Bug 882667

Summary: vdsm: master domain is partially inaccessible when umount fails for iso/export domain (only on posix master domain over nfs)
Product: Red Hat Enterprise Virtualization Manager Reporter: Dafna Ron <dron>
Component: vdsmAssignee: Daniel Erez <derez>
Status: CLOSED ERRATA QA Contact: Elad <ebenahar>
Severity: urgent Docs Contact:
Priority: high    
Version: 3.1.0CC: abaron, acathrow, amureini, bazulay, dyasny, ewarszaw, hateya, iheim, lnatapov, lpeer, Rhev-m-bugs, scohen, yeylon, ykaul, zdover
Target Milestone: ---Keywords: Regression
Target Release: 3.2.0Flags: scohen: Triaged+
Hardware: x86_64   
OS: Linux   
Whiteboard: storage
Fixed In Version: vdsm-4.10.2-17.0.el6ev Doc Type: Bug Fix
Doc Text:
Previously metadata related to the file storage domain was wrongly reported as missing. This meant that during some race conditions, attaching and detaching ISO domains and export domains led to those domains being put in a non-operational state. VDSM now verifies the existence of file storage domain metadata. ISO domains and export domains no longer fall into a non-operational state due to an inability to find file storage domain metadata.
Story Points: ---
Clone Of: Environment:
Last Closed: 2013-06-10 20:37:09 UTC Type: Bug
Regression: --- Mount Type: ---
Documentation: --- CRM:
Verified Versions: Category: ---
oVirt Team: Storage RHEL 7.3 requirements from Atomic Host:
Cloudforms Team: --- Target Upstream Version:
Embargoed:
Attachments:
Description Flags
logs
none
engine.log none

Description Dafna Ron 2012-12-02 15:07:33 UTC
Created attachment 656044 [details]
logs

Description of problem:

In 3 hosts cluster I added iso and export domains. 
when I detached the domains I got an error: 

Host gold-vdsc cannot access one of the Storage Domains attached to the Data Center POSIX. Setting Host state to Non-Operational.

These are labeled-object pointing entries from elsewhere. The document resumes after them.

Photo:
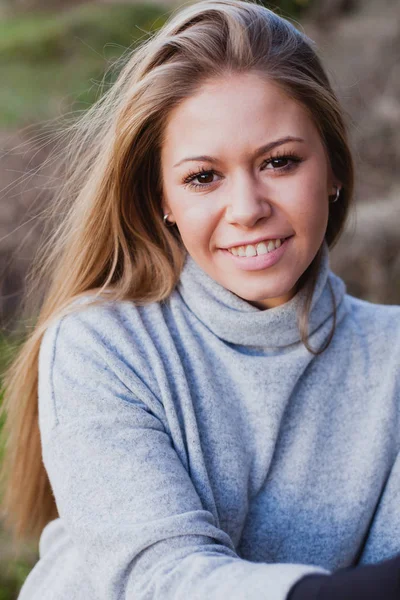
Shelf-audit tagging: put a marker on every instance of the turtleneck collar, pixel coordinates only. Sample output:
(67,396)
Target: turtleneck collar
(236,321)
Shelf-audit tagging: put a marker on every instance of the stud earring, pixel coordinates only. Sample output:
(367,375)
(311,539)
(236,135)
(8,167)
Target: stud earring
(168,223)
(336,198)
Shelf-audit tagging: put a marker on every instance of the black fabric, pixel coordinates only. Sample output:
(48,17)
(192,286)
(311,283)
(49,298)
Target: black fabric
(379,581)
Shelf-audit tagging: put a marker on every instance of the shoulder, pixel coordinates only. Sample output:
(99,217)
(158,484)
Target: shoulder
(101,321)
(102,334)
(98,354)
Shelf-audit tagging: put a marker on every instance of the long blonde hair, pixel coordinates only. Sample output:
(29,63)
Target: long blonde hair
(110,232)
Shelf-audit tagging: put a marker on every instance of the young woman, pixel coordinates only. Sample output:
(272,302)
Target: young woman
(216,417)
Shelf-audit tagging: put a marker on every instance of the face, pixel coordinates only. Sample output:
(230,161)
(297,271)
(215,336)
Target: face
(234,183)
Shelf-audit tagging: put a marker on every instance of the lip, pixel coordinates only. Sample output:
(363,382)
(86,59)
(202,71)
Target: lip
(263,261)
(256,241)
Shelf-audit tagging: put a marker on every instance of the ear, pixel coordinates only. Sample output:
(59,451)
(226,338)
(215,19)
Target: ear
(164,206)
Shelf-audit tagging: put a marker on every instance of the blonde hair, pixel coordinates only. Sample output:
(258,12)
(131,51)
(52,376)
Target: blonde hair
(111,233)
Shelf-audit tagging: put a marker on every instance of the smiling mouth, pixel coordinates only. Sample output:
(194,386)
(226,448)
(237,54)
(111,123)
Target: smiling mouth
(258,249)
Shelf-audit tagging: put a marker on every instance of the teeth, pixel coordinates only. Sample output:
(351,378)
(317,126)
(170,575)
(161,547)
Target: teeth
(251,251)
(261,248)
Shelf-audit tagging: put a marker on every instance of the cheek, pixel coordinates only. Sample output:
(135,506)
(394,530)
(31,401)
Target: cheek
(195,219)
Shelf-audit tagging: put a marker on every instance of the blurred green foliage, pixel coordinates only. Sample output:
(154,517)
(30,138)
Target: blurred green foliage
(54,62)
(51,63)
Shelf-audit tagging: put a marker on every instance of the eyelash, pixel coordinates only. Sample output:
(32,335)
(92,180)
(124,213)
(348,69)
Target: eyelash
(189,179)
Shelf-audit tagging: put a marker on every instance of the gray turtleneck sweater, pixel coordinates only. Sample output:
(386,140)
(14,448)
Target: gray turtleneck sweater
(197,450)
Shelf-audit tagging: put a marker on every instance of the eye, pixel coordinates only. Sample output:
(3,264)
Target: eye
(276,161)
(204,177)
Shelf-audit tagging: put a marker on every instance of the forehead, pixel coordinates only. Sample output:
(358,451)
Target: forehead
(234,114)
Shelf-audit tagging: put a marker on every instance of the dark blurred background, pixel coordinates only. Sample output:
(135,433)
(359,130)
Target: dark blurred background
(55,57)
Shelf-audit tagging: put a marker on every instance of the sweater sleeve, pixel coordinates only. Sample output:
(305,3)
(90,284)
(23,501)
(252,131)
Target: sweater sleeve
(126,500)
(382,540)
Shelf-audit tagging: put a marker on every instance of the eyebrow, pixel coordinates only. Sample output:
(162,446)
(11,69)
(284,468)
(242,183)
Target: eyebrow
(259,152)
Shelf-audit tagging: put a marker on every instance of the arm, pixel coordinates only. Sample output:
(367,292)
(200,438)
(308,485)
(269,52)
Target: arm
(127,502)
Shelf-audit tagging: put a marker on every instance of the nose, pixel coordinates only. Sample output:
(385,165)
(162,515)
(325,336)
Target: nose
(247,202)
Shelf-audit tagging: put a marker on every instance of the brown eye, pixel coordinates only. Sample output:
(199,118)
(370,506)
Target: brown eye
(205,177)
(279,160)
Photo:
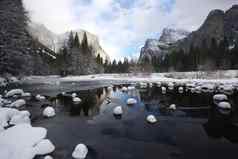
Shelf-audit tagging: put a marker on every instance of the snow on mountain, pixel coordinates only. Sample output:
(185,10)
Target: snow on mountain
(159,47)
(57,41)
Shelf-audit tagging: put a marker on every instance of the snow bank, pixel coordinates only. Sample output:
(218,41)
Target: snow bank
(80,151)
(49,112)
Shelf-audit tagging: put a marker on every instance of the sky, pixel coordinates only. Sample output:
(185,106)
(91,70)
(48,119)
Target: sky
(122,25)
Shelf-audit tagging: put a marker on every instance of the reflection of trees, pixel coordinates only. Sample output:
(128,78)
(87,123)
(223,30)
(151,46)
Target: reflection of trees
(219,126)
(91,100)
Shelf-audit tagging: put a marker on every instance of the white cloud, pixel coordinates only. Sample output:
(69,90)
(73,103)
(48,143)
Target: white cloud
(119,27)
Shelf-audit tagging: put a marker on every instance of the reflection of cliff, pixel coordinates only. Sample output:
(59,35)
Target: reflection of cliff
(219,126)
(90,105)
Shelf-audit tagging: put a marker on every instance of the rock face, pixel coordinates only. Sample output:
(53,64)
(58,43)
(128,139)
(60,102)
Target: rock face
(20,53)
(218,25)
(158,48)
(57,41)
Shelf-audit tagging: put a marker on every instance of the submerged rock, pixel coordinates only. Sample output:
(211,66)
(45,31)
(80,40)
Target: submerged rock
(118,110)
(151,119)
(18,103)
(13,92)
(49,112)
(80,151)
(172,107)
(131,101)
(44,147)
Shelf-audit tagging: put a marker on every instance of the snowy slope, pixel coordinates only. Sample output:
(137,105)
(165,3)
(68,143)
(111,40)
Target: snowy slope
(56,41)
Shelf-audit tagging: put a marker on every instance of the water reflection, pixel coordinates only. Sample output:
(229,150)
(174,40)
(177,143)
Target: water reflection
(90,105)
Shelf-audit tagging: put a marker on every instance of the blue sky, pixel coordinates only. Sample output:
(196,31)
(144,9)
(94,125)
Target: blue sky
(122,25)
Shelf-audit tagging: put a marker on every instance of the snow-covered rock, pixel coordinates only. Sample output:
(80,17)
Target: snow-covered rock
(80,151)
(131,88)
(49,112)
(219,98)
(172,107)
(171,86)
(13,92)
(18,103)
(151,119)
(22,117)
(76,100)
(131,101)
(164,90)
(44,147)
(48,157)
(26,94)
(18,142)
(40,97)
(180,90)
(124,89)
(224,108)
(118,110)
(74,95)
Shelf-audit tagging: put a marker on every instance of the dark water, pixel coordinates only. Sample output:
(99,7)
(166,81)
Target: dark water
(195,130)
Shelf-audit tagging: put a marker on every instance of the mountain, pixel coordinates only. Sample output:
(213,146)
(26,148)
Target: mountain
(158,48)
(219,25)
(57,41)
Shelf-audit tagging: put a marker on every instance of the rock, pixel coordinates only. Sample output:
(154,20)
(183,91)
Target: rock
(124,89)
(151,119)
(219,98)
(118,110)
(172,107)
(49,112)
(48,157)
(180,90)
(18,103)
(13,92)
(74,95)
(76,100)
(224,108)
(40,97)
(44,147)
(80,151)
(131,101)
(163,90)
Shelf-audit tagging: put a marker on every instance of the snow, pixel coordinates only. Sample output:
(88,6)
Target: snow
(77,100)
(180,90)
(6,114)
(18,142)
(48,157)
(22,117)
(219,98)
(172,107)
(18,103)
(40,97)
(131,101)
(224,105)
(74,95)
(80,151)
(49,112)
(118,110)
(124,89)
(14,92)
(151,119)
(163,90)
(44,147)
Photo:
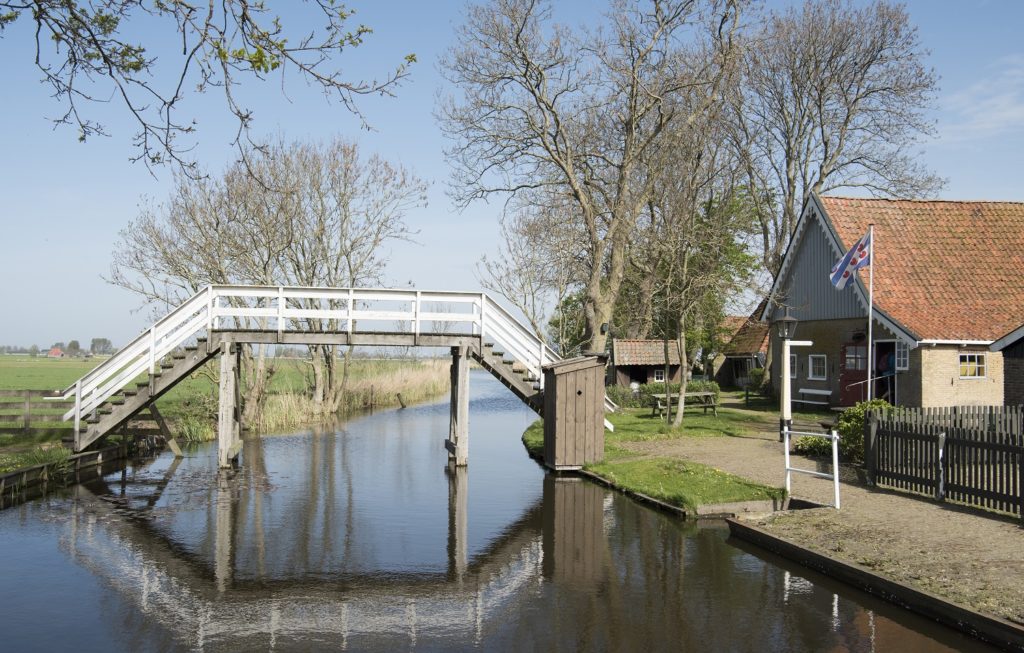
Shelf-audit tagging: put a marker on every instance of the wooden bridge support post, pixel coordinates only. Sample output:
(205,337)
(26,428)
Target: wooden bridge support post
(227,423)
(458,442)
(458,519)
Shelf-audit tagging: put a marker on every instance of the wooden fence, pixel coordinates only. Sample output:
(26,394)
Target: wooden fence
(968,454)
(33,412)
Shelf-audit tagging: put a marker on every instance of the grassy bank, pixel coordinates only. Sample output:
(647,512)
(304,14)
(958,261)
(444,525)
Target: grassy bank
(674,481)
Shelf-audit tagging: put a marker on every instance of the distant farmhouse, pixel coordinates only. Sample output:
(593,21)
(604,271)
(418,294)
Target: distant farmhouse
(948,303)
(642,361)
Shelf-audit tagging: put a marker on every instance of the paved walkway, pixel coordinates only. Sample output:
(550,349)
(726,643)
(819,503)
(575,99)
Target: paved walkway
(970,558)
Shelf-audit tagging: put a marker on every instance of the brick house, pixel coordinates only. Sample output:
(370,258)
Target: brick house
(642,361)
(946,288)
(1012,348)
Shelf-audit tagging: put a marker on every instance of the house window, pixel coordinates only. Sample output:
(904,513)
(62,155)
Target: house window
(902,356)
(817,367)
(972,365)
(856,357)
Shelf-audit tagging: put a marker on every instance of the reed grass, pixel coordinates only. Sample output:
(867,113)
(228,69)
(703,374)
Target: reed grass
(372,384)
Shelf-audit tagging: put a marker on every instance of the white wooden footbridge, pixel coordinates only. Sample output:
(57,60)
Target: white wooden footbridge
(216,319)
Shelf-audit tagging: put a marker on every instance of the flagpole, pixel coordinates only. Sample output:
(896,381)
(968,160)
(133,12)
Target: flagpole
(870,310)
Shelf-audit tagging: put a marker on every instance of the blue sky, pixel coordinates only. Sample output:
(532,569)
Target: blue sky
(64,203)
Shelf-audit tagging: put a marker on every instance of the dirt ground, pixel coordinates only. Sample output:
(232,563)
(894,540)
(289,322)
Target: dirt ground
(967,557)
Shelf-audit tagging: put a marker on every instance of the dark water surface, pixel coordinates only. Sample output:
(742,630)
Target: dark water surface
(359,537)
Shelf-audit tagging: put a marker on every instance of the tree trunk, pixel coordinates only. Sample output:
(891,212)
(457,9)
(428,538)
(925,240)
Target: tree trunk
(683,371)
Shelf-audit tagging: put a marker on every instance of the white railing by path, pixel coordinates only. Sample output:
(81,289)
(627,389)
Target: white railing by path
(293,309)
(834,477)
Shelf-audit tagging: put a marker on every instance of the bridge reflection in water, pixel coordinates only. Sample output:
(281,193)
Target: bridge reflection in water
(311,545)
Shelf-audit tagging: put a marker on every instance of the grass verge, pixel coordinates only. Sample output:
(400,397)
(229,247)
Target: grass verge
(674,481)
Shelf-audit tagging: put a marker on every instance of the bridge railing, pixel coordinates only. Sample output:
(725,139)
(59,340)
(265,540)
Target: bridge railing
(296,309)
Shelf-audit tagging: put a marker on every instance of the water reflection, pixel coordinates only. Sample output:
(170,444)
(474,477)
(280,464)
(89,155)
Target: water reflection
(363,537)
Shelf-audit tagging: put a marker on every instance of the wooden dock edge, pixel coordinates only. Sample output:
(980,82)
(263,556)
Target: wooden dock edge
(15,486)
(989,628)
(711,512)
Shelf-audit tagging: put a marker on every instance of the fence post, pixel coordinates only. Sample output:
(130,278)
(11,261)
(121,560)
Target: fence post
(870,444)
(940,492)
(1020,480)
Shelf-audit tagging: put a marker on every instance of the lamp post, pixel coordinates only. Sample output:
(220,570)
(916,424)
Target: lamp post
(786,329)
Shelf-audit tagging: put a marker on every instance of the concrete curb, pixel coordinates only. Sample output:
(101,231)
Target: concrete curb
(992,629)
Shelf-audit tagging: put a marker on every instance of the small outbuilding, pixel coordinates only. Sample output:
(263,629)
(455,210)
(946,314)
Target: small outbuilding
(642,361)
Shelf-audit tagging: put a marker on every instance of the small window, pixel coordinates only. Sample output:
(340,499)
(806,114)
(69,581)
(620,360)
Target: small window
(902,356)
(972,365)
(856,357)
(817,367)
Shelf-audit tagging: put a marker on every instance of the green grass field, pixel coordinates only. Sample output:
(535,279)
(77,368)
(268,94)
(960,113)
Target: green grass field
(190,405)
(674,481)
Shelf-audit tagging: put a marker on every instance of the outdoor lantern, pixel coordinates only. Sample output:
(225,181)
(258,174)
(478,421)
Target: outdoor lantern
(786,325)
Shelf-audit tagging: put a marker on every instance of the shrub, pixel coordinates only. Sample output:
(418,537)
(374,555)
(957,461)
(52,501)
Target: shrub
(851,434)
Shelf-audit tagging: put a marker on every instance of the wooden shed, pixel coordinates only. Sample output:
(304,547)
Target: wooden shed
(573,412)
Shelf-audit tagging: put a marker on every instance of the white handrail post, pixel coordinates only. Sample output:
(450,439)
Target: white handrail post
(209,311)
(281,311)
(153,349)
(416,318)
(540,365)
(835,437)
(351,310)
(483,305)
(78,412)
(785,450)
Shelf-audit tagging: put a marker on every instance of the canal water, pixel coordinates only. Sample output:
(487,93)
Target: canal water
(359,537)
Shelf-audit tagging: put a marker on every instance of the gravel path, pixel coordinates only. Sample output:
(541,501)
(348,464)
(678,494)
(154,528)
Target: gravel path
(967,557)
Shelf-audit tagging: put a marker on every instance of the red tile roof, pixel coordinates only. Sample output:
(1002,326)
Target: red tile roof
(946,270)
(643,352)
(751,338)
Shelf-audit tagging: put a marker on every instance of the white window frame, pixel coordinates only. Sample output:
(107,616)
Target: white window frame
(902,356)
(810,366)
(980,363)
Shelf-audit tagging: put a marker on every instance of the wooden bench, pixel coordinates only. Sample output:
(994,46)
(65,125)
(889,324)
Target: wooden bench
(811,392)
(704,400)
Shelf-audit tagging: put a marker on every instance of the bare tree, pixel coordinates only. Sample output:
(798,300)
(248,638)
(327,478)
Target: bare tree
(834,96)
(92,51)
(580,115)
(322,220)
(537,263)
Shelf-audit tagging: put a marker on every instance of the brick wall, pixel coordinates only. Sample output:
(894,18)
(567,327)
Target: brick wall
(941,385)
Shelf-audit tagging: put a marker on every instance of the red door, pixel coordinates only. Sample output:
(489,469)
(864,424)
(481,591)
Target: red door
(853,374)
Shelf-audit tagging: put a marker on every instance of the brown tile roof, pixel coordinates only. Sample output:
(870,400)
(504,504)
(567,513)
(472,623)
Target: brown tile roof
(751,338)
(946,270)
(643,352)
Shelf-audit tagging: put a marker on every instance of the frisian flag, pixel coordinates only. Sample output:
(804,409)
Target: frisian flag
(859,256)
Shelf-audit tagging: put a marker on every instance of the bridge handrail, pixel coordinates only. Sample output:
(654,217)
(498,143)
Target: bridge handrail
(203,311)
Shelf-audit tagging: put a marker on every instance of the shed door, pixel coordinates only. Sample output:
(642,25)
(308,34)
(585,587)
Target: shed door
(853,374)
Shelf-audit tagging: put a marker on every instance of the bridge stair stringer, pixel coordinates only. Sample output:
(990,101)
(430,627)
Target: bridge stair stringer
(512,375)
(131,400)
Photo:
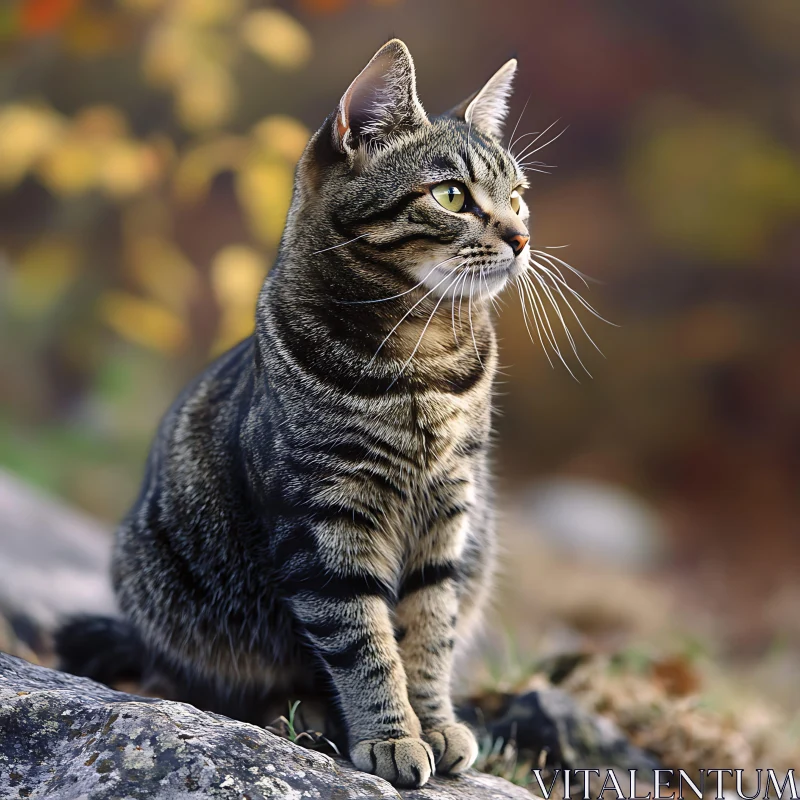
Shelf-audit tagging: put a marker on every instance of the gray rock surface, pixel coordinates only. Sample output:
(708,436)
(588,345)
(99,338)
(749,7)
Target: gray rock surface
(68,738)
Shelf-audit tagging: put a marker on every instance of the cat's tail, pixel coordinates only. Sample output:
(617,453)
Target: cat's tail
(106,649)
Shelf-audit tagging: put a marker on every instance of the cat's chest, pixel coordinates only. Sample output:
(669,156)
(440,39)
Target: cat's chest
(435,430)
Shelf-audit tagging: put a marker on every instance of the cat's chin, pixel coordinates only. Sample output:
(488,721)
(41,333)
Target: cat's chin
(480,284)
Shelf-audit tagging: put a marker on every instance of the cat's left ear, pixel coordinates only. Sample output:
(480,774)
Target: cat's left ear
(381,101)
(487,109)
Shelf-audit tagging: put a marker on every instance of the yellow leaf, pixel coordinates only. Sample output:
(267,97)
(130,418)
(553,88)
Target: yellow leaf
(43,274)
(284,135)
(26,135)
(205,97)
(204,12)
(161,270)
(127,167)
(168,54)
(277,37)
(143,322)
(264,188)
(71,168)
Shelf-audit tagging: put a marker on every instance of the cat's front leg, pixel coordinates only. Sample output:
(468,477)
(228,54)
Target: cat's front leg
(349,626)
(426,619)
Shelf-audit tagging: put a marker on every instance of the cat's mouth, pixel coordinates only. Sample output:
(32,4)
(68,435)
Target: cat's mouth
(466,277)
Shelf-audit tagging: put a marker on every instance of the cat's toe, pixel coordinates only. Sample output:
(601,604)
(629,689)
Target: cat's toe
(406,763)
(454,747)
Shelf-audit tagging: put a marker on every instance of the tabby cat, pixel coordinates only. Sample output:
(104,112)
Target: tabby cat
(316,514)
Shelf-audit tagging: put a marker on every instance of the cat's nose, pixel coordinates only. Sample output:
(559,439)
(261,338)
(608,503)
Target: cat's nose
(517,241)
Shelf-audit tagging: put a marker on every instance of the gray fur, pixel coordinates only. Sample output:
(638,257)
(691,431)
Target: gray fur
(316,518)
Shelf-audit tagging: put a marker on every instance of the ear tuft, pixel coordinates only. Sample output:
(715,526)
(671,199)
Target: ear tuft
(487,110)
(381,101)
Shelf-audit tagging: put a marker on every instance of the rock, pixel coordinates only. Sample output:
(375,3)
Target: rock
(596,522)
(550,721)
(54,560)
(69,738)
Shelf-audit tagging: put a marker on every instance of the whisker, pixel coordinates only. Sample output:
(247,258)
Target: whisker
(512,140)
(404,317)
(334,247)
(551,258)
(536,301)
(527,326)
(575,294)
(551,336)
(463,278)
(556,307)
(569,305)
(537,134)
(528,152)
(395,296)
(469,309)
(422,335)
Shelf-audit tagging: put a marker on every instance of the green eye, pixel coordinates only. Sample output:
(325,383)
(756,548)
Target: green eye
(451,196)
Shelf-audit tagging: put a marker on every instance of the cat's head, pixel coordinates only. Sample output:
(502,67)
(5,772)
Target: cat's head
(437,201)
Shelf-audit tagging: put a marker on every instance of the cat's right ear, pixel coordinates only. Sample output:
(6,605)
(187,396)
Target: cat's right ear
(381,102)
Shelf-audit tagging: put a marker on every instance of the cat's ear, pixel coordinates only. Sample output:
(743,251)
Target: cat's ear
(487,109)
(381,101)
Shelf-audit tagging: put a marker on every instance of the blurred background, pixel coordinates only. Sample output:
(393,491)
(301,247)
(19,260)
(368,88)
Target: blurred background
(146,158)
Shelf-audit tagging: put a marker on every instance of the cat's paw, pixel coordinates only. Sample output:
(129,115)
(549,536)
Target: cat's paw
(454,747)
(407,763)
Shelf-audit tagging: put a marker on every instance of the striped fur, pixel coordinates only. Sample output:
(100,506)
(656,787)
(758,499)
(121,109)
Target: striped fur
(316,516)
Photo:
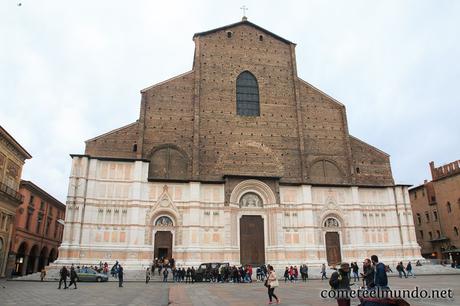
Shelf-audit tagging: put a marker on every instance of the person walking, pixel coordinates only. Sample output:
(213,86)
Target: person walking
(120,276)
(286,274)
(368,275)
(400,269)
(42,274)
(271,283)
(409,270)
(380,276)
(64,273)
(340,281)
(147,275)
(323,272)
(355,272)
(73,277)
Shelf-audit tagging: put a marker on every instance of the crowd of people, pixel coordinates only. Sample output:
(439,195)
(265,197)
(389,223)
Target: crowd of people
(373,275)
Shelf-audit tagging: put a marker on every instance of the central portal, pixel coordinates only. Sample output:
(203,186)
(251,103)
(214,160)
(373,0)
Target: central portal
(252,245)
(163,245)
(333,248)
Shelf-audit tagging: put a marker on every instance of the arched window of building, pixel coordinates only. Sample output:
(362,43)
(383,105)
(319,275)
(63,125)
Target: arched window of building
(247,95)
(167,162)
(164,221)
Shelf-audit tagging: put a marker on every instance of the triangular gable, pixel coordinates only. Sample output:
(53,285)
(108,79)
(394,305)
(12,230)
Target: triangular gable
(244,22)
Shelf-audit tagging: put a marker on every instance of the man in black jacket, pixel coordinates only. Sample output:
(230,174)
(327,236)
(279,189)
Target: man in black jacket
(120,276)
(73,277)
(340,281)
(63,273)
(368,275)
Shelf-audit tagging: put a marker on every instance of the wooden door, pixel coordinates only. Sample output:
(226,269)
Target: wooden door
(252,245)
(163,242)
(333,248)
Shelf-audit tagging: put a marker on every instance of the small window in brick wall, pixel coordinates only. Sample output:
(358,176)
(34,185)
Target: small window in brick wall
(247,95)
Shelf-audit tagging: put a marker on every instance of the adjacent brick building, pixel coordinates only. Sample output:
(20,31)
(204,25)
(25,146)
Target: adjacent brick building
(12,158)
(436,211)
(237,160)
(37,231)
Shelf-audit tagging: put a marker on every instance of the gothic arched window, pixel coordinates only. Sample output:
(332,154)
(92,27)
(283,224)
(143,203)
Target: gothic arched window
(247,95)
(251,199)
(164,221)
(331,222)
(168,163)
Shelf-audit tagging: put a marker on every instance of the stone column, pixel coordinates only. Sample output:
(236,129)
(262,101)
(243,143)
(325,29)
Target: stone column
(37,258)
(24,265)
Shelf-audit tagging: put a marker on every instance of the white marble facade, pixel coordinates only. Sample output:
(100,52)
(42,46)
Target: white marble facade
(112,213)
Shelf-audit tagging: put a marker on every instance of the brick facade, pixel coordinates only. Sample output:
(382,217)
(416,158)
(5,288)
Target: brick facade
(191,158)
(301,135)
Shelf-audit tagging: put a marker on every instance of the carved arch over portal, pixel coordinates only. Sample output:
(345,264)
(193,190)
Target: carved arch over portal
(335,214)
(254,186)
(331,222)
(163,207)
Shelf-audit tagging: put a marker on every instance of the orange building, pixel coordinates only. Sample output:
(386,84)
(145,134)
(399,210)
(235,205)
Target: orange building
(38,230)
(436,212)
(12,159)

the host becomes non-operational and we cannot activate it with: 

StorageDomainAccessError: Domain is either partially accessible or entirely inaccessible: ('74b2f39e-d374-4bda-b8a1-fb2aca984a5a',)


Version-Release number of selected component (if applicable):

vdsm-4.9.6-44.0.el6_3.x86_64

How reproducible:

100%

Steps to Reproduce:
1. in 3 hosts cluster, create a posix domain (I used a gluster storage but nfs v3 configurations) 
2. attach iso/export domains
3. detach iso/export domains
  
Actual results:

hsm host becomes non-operational and we cannot connect to the storage with partially inaccessible errors. 

Expected results:

umount should succeed. we should not show domain as inaccessible when umount fails for iso/export domains. 

Additional info:logs 

please note that this is nfs over gluster. 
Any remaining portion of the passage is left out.